Proprio quest’ultimo elemento è stato oggetto di un’interessante sentenza della Corte di Cassazione, la n. 12394 del 17.05.2017 con cui i Supremi giudici hanno ricordato come l’agricoltura, a prescindere dall’evoluzione della tecnica, rimane ancorata al suolo.

In effetti, la riforma aveva forse fuorviato allorquando la nuova formulazione dell’articolo 2135 cod. civ. ha previsto che le attività considerate agricole sono quelle “che utilizzano o possono utilizzare il fondo, il bosco o le acque dolci, salmastre o marine”.

Tale affermazione comporta che l’attività, per essere considerata quale agricola, non deve obbligatoriamente essere svolta sul fondo ma comunque potenzialmente lo dovrebbe; il tutto, si precisa in una pura declinazione civilistica (fiscalmente senza un reddito fondiario da dichiarare l’attività sarà sempre ricondotta tra quelle di impresa. Un esempio in tal senso è la pastorizia nomade).

La sentenza a dire il vero, solamente in via incidentale, si interessa della natura agricola o meno dell’attività, in quanto l’oggetto del contendere attiene alla giurisdizione, speciale od ordinaria, cui compente il contendere intorno a un contratto di comodato su di un fondo.

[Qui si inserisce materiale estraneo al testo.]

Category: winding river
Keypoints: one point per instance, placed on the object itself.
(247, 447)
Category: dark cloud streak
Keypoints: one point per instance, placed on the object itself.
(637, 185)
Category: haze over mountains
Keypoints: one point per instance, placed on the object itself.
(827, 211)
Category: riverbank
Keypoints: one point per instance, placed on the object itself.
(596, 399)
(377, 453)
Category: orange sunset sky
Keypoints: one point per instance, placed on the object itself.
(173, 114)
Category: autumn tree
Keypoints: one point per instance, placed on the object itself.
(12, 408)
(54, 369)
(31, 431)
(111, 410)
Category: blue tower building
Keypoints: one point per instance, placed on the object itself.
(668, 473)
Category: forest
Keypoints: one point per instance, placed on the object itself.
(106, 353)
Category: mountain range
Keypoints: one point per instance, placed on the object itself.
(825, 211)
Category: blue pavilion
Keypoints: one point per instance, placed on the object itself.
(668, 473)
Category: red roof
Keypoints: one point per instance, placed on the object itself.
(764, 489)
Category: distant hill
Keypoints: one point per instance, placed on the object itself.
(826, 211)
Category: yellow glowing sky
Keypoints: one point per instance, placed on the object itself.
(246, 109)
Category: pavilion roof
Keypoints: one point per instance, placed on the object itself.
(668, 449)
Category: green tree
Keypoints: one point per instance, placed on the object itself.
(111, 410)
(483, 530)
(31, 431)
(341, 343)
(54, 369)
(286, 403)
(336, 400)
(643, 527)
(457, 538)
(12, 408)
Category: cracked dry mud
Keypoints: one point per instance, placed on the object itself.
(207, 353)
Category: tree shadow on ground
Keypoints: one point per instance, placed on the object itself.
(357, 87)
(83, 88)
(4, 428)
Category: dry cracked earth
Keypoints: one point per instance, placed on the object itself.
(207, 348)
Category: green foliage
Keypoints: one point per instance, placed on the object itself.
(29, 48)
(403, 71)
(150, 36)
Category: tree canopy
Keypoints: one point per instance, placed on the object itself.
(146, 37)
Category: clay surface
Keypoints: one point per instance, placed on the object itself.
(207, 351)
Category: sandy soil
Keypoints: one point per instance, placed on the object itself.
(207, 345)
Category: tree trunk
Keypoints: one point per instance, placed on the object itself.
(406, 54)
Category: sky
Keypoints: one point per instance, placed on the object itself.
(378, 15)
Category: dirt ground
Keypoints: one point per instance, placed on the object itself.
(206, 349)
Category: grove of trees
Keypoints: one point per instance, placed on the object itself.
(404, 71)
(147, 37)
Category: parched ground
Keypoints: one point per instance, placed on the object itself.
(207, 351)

I Supremi giudici approdano alla conclusione per cui “appartiene alla competenza del Tribunale ordinario ogni controversia relativa alla concessione in godimento di un terreno agricolo destinato alla attività prevalente di allevamento di animali quali cani e gatti, in quanto non collegata funzionalmente alla produzione agraria del terreno, né riconducibile all’esercizio normale dell’agricoltura quale componente o fattore produttivo secondo la pratica zootecnica a quella connessa per l’impiego della forza lavoro animale o delle altre utilità normalmente fornite dal bestiame nel medesimo ciclo produttivo agrario”.

Le conseguenze di tale arresto non sono di poco conto in quanto se ne evince, quale corollario, che, a parere dei Supremi giudici, l’attività di allevamento di cani e gatti da affezione non è qualificante per l’imprenditore agricolo in quanto non è atta a sfruttare le potenzialità del fondo.

I giudici interpretano correttamente l’articolo 2135 cod. civ.; infatti, se è vero che il fondo non è più elemento imprescindibile, esso rimane comunque potenziale, da intendersi quale utilizzabile.

Ecco che allora emergono quelle antinomie che caratterizzano l’agricoltura quando si analizzano congiuntamente gli aspetti civilistici con quelli squisitamente fiscali. Nel nostro caso, ad esempio, si viene a delineare una situazione per cui l’allevatore di cani civilisticamente non si può considerare quale imprenditore agricolo (ergo è un imprenditore commerciale) ma dichiara un reddito di natura fondiaria per espressa previsione normativa.